Friday, January 19, 2007

 

House

We bought a house! This has been quite the saga, mostly taking place over the Christmas Holidays. I am just starting to resurface a bit, but plan to post some of the chronology, in case anyone is curious how a seminarian and teacher come to own property in a fairly decent neighborhood with almost no money in the bank. I mostly blogged the progress in constant emails to my mom. So I will go back through them and give the entire scoop as I have time.

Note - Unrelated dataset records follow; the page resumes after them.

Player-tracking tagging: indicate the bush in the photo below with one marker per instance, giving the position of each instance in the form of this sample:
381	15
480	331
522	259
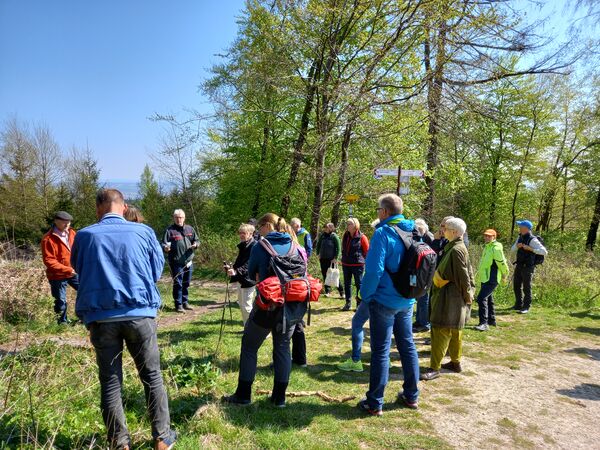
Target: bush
24	291
567	279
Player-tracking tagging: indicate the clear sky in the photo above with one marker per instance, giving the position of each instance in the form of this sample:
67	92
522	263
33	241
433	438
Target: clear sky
94	71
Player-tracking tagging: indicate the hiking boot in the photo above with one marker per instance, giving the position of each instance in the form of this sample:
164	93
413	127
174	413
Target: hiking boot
429	374
363	405
452	366
233	399
351	366
402	400
166	443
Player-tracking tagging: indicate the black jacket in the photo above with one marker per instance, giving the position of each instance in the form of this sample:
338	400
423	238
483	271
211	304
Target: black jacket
241	264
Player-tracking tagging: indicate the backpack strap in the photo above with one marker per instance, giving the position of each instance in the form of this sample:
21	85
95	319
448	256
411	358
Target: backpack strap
402	235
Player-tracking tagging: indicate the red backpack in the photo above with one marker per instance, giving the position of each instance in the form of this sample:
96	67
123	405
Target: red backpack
291	282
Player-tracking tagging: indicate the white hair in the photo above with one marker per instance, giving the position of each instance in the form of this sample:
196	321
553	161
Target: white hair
421	226
457	225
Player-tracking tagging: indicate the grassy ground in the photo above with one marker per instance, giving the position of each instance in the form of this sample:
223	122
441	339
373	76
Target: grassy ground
50	394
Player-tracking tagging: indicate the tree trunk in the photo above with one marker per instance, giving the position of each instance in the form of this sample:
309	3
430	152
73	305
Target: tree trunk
593	231
260	176
520	177
339	192
434	100
311	88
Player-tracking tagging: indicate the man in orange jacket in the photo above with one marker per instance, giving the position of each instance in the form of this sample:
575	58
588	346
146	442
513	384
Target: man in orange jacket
56	253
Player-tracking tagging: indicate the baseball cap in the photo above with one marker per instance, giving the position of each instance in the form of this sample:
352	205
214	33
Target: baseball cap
63	215
490	232
525	223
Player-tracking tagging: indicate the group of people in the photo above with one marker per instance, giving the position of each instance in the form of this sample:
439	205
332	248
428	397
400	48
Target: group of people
114	266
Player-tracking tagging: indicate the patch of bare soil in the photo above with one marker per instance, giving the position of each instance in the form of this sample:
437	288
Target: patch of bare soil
541	400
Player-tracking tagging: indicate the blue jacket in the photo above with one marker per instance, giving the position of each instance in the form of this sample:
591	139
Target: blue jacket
259	262
118	263
386	251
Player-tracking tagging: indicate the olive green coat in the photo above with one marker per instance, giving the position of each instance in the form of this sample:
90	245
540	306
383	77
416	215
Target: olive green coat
451	304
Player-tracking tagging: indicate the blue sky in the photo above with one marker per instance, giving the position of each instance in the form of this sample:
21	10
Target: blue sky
94	71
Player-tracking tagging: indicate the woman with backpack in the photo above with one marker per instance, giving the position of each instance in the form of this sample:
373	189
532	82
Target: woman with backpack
265	319
329	250
355	247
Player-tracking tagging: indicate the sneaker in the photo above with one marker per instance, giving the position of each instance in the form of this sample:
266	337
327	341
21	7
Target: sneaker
429	374
233	399
167	443
364	407
452	366
277	403
351	366
402	400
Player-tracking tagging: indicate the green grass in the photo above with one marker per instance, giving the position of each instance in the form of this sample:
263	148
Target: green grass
52	392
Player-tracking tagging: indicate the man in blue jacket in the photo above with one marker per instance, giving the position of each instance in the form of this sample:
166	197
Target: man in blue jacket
389	312
119	263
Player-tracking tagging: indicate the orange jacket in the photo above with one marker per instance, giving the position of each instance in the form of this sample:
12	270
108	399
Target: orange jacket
57	256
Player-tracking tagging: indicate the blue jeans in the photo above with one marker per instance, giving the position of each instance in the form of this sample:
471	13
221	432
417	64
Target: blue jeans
182	276
358	334
383	321
58	289
349	272
422	318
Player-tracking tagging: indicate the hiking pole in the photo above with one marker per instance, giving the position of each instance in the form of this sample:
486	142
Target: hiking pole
222	328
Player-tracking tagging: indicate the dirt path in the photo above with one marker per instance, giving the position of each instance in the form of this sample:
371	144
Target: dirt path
550	401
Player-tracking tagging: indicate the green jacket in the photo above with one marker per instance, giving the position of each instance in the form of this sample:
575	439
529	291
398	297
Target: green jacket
492	251
451	304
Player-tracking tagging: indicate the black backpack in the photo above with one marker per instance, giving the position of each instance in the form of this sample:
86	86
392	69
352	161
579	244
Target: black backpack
415	274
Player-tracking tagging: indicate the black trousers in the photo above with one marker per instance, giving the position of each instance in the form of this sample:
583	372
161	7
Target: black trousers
522	285
299	345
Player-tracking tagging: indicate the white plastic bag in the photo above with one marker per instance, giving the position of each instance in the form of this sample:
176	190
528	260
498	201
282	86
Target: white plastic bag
333	276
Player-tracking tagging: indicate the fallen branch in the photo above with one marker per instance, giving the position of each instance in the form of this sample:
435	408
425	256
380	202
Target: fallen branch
322	395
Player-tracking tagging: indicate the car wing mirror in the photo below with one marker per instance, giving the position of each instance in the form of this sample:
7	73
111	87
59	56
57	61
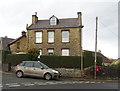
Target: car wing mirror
42	68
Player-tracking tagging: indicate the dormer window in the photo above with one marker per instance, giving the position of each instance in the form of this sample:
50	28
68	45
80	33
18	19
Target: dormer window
53	20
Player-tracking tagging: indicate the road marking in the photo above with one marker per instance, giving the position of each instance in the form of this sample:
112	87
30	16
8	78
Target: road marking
11	84
27	84
14	85
87	82
40	83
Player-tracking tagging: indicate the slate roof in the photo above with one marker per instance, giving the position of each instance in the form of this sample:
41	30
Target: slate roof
16	40
105	59
4	43
62	23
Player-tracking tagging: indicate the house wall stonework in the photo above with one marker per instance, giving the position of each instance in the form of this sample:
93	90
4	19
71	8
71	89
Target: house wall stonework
22	47
74	44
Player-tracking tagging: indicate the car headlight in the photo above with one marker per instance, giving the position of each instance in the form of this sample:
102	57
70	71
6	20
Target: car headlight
55	71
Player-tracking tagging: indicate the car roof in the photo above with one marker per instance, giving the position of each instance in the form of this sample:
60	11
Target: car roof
30	61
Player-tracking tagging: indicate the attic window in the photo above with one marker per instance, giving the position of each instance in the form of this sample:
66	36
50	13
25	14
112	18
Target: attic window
53	20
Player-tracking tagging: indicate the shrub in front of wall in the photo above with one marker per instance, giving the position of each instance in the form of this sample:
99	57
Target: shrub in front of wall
3	54
15	59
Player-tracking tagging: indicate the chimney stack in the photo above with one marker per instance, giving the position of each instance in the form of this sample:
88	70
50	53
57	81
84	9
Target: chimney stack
34	18
79	18
23	33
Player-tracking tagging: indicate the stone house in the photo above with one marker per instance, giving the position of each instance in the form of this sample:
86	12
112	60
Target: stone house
19	44
52	36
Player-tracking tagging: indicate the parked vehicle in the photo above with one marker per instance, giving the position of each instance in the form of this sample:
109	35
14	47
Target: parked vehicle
36	68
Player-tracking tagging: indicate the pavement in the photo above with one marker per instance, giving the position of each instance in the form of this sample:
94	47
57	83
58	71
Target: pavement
76	79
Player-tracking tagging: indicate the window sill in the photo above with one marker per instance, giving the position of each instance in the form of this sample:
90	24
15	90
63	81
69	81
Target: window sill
39	43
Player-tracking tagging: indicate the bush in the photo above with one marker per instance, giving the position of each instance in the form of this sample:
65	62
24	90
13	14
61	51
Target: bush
34	53
15	59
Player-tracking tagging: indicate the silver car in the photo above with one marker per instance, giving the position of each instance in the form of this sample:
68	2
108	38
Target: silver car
36	68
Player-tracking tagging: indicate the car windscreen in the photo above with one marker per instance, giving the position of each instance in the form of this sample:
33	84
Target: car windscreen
44	66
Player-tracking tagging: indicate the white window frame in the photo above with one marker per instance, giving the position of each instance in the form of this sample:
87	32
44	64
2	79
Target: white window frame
38	37
40	53
51	37
50	51
65	39
65	52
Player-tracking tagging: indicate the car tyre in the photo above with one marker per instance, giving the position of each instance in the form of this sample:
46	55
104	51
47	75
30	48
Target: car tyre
19	74
48	76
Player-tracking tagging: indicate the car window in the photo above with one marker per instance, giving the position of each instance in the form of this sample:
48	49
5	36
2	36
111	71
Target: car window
29	64
44	66
21	64
37	65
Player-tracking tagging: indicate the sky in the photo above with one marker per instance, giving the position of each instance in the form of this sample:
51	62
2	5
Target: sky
15	14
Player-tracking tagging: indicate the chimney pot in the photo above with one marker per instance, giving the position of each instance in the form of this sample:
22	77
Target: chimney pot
79	18
34	18
23	33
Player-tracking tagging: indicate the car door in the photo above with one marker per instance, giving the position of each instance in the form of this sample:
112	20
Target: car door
28	68
38	69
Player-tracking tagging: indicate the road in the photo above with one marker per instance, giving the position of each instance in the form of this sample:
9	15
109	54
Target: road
10	81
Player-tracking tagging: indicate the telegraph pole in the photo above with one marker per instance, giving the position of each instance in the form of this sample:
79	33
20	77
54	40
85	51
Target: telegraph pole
95	47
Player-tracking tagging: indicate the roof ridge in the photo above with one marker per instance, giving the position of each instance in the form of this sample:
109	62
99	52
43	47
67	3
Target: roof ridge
58	19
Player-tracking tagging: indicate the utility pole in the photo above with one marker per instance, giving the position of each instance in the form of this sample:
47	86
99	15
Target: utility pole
95	47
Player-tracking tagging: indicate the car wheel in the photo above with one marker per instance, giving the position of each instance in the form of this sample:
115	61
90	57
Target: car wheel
48	76
19	74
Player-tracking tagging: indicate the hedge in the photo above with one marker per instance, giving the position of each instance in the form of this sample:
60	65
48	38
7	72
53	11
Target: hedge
15	59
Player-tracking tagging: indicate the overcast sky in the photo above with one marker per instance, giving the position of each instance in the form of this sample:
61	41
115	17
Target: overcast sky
15	14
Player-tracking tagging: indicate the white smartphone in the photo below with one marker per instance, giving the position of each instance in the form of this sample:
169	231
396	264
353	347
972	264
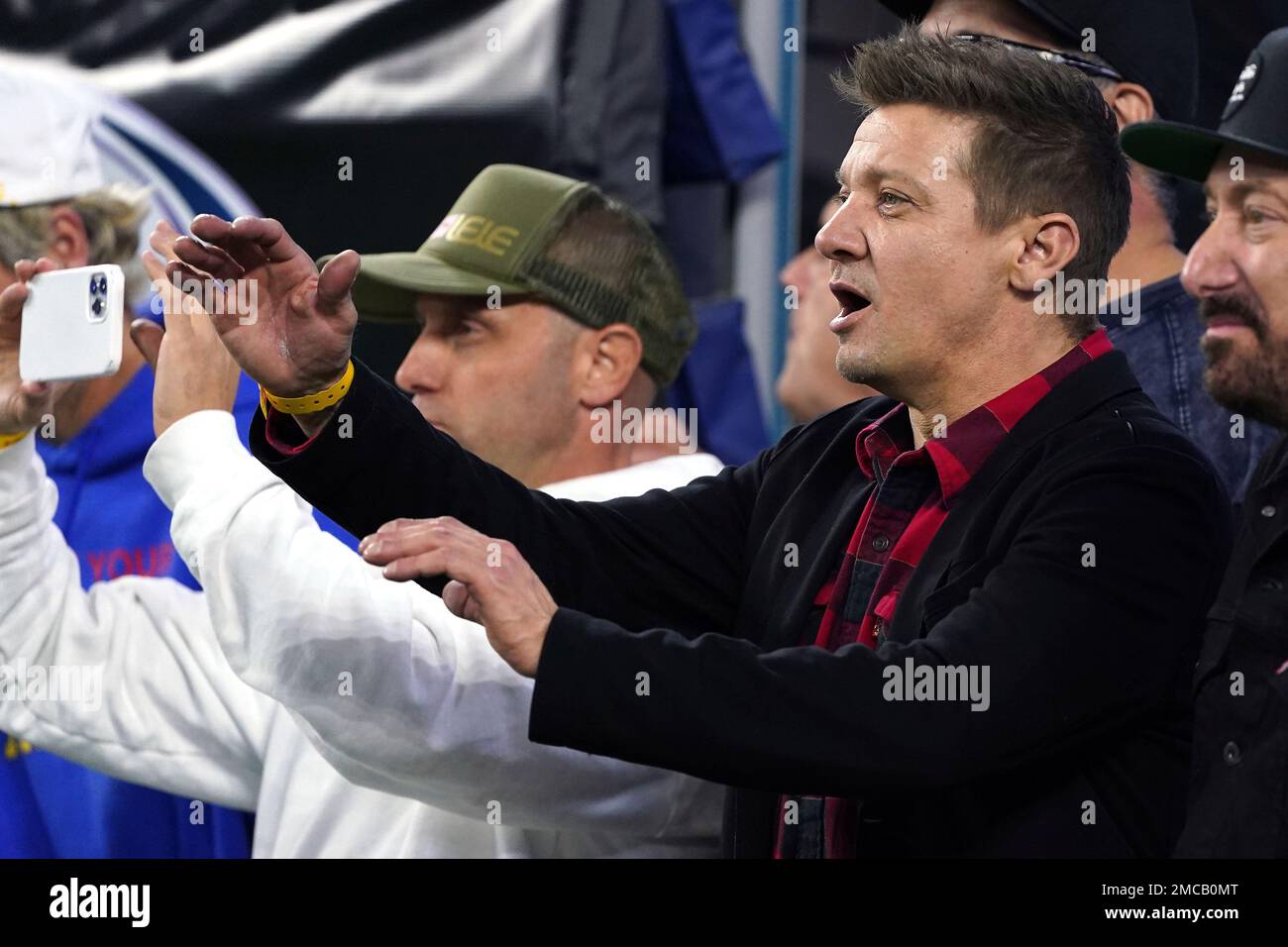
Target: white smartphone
72	325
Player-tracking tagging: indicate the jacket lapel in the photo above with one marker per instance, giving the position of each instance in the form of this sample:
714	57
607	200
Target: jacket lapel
1082	392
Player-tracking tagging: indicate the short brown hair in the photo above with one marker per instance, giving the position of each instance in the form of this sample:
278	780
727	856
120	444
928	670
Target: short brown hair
1044	140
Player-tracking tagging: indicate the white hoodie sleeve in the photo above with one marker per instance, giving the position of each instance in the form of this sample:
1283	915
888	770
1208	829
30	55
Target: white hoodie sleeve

In other news, school started. I am swamped and am barely staying one step ahead. But I haven't turned in anything late so far, and hopefully can maintain that high standard throughout the semester!

Friday, January 05, 2007

 

Trees

The trees outside my window are stark against the white sky. Their brownness and stickness is all there is, except for a few dried used up leaves left hanging there, not even worthy of joining the pile at the bottom of the hill. This time of year I can see streetlights through the nature preserve behind our apartment when the trees sway back and forth. It is a tiny bit of nature that is preserved there, and January, when I can see the floor of the valley and the parking garage beyond, is the month of its tiniest tinyness. Our apartments will be torn down in a year, and in their place will rise a many-storied structure of stores and apartments and newness and sterility. These apartments are old, only post-war old, but still old and they hold the remains of the breaths and lives of college and seminary students from years and decades and half-centuries ago. Their modern design has fallen out of favor but I find them beautiful. The university is less pleased with them and must practice more efficient land use than 50 apartments in 10 buildings spread over 2 acres of hilltop. They will quickly sweep away these structures, these remnants of breaths and lives, wash it all away down into the tiny valley I suppose. The creatures that live there are protected, yes, but only somewhat, only from new structures in their valley and not from new construction on the hill. The trees, the soaring many-storied trees, will not know what is now blocking their view of the skyline. They will only know that they can’t see the horizon through concrete, no matter the season, because buildings don’t thin out for the winter, and never sway to the side revealing mysteries beyond.